Ein paar Tage später hat der betroffene Ausbildungs-Jahrgang „General Körner“ die Vorwürfe in einem gemeinsamen Schreiben relativiert. Mehr als 70 Fähnriche des Jahrganges haben eine gemeinsame Stellungnahme abgegeben und sich von den schweren Anschuldigungen deutlich distanziert.

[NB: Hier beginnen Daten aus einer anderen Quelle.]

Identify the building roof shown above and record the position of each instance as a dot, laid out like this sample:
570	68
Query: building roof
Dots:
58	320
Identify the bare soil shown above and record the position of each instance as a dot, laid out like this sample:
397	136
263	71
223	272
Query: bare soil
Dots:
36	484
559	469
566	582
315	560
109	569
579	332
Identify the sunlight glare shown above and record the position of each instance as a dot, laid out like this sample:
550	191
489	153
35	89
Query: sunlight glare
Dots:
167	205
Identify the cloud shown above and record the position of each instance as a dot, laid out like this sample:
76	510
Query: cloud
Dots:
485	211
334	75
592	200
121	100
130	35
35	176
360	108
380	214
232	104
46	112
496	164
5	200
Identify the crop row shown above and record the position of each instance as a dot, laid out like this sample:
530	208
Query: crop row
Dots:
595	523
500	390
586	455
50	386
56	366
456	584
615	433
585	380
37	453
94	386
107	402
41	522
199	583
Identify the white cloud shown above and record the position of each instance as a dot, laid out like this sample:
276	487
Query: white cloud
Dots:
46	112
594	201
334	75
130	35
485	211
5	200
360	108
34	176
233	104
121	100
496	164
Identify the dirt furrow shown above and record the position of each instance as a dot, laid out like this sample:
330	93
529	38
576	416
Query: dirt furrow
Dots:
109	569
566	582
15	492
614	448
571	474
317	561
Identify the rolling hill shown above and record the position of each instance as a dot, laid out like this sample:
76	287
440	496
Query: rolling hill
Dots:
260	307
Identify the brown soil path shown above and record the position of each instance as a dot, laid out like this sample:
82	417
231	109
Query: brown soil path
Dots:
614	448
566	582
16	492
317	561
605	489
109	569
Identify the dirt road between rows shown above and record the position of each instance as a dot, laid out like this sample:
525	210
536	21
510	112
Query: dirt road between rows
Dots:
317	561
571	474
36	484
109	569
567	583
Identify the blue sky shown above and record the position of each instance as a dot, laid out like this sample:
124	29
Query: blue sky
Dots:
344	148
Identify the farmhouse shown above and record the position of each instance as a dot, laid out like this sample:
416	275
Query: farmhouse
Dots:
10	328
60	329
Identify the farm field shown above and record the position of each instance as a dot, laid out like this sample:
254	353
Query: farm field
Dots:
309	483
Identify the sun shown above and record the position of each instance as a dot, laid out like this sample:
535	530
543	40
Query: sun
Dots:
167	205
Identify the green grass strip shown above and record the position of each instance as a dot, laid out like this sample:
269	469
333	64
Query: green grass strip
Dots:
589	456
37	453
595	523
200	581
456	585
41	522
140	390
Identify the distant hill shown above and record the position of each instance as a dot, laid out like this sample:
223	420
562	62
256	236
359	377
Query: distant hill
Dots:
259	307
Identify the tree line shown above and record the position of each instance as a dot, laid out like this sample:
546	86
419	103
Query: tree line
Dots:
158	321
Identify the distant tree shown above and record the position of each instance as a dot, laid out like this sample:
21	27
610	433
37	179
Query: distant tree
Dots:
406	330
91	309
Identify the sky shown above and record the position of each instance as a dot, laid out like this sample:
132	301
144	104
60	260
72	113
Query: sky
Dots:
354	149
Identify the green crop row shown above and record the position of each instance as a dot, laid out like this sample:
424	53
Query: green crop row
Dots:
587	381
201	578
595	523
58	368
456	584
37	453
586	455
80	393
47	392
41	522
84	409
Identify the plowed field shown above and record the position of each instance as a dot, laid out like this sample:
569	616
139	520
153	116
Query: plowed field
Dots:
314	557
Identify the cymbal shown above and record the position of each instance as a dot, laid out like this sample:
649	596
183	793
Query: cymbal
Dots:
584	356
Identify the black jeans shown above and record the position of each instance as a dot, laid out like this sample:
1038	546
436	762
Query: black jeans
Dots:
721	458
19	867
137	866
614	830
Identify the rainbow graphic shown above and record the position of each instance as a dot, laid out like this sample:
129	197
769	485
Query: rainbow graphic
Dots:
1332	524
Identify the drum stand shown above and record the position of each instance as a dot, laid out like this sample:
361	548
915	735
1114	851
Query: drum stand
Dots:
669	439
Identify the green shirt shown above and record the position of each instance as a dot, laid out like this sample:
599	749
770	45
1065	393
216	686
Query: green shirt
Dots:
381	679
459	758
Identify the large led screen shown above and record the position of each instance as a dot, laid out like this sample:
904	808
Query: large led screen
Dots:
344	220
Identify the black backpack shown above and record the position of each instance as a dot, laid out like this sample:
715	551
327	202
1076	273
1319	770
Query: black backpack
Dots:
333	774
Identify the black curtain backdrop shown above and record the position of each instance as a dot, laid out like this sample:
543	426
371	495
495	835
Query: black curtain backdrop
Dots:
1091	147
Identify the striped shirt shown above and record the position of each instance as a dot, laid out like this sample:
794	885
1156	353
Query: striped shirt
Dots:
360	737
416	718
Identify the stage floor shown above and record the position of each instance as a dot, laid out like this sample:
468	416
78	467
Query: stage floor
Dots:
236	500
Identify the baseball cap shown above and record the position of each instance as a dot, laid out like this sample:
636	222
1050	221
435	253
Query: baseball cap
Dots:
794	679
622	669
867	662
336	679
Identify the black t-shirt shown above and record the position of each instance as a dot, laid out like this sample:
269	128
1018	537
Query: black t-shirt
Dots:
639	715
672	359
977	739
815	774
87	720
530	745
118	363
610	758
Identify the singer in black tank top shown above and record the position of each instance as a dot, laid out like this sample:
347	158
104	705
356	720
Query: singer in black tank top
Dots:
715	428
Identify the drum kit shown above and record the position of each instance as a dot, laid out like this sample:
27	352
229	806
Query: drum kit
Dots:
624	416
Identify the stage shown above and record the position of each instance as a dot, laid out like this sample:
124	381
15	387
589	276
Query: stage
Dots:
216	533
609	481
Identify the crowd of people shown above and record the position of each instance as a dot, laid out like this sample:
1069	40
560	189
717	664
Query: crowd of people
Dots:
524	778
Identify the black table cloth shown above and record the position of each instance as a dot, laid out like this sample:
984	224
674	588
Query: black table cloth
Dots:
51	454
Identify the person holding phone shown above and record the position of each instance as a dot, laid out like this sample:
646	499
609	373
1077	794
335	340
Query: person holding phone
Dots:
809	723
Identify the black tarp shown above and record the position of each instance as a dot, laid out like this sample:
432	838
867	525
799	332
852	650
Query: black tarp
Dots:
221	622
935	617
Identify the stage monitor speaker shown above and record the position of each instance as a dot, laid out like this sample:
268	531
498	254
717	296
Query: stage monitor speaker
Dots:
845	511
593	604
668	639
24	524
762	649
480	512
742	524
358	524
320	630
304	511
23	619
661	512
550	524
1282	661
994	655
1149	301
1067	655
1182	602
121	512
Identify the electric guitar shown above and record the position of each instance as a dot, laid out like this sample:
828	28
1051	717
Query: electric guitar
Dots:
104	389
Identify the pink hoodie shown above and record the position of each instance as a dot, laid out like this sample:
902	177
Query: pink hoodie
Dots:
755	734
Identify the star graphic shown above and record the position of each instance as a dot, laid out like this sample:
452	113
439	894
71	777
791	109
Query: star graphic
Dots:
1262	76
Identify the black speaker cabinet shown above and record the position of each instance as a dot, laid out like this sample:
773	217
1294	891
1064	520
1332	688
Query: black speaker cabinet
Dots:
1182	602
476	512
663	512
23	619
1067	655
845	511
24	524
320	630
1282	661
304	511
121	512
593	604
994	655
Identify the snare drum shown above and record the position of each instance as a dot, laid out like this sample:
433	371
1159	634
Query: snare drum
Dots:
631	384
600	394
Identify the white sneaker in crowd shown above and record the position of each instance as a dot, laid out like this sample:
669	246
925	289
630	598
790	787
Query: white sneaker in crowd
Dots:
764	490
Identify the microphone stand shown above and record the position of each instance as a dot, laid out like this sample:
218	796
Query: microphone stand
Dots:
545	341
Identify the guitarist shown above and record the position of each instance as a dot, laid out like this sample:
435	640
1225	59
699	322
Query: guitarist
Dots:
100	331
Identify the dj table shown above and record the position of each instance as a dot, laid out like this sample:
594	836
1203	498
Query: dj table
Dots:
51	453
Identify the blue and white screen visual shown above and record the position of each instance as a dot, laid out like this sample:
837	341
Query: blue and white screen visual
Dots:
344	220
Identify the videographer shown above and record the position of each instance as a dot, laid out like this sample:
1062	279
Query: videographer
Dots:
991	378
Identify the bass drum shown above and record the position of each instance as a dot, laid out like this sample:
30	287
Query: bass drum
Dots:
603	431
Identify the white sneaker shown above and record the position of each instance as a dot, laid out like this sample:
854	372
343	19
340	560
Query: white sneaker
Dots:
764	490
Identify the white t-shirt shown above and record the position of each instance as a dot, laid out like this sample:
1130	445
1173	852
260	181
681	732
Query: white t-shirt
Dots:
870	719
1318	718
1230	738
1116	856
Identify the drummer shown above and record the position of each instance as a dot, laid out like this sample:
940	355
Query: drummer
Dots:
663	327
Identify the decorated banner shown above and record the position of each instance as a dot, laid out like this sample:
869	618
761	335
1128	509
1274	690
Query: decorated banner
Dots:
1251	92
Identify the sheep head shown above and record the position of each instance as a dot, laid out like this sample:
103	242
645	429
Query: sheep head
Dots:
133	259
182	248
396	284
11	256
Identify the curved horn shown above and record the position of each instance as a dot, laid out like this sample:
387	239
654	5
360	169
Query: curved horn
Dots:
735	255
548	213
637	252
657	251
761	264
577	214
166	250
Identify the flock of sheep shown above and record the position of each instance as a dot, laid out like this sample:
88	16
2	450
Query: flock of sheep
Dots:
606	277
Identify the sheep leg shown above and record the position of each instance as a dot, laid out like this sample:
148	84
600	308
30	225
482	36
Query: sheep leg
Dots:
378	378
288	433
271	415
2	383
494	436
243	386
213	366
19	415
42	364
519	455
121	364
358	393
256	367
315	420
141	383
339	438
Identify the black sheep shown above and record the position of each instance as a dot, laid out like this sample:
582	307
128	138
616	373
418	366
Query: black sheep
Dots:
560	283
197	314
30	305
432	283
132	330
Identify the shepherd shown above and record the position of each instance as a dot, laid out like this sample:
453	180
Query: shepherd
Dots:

„In Anbetracht der schwerwiegenden Vorwürfe, welche momentan in der Öffentlichkeit an die Ausbildung an der Theresianischen Militärakademie gemacht wurden, möchten sich 71 Fähnriche des betroffenen Jahrganges klar und deutlich von den Anschuldigungen distanzieren“, heißt es in der Stellungnahme, die dem KURIER vorliegt.

Zurzeit versehen 55 von 83 Fähnrichen ihren Dienst an der Militärakademie in Wiener Neustadt, die restlichen 28 Offiziersanwärter absolvieren gerade ihr Auslandssemester. „Der Ausbildungsinhalt war kein einfacher. Immerhin ging es um eines der schwierigsten Szenarien, welches einem Soldaten im Einsatz widerfahren kann: die Kriegsgefangenschaft. Dass diese Ausbildung absolut notwendig ist, zeigt nicht zuletzt die Geschichte eines Offiziers an unserer Akademie. Dieser hat das am eigenen Leib erfahren müssen, als er im Zuge eines Auslandseinsatzes in Gefangenschaft geriet“, so die angehenden Offiziere.

Überraschung

Die Vorwürfe von Folter, Nötigung, Freiheitsentzug und anderen Straftaten während der Ausbildung seien genauso eine Überraschung gewesen, wie für den Rest Österreichs, heißt es in der Stellungnahme.  „Wir können nicht nachvollziehen, wie es zu derartigen Vorwürfen kommen kann und sind uns einig, dass es sich sicher nicht so zugetragen hat, wie es in den Medien dargestellt wird“, erklärt der Jahrgang.

"War nie menschenunwürdig"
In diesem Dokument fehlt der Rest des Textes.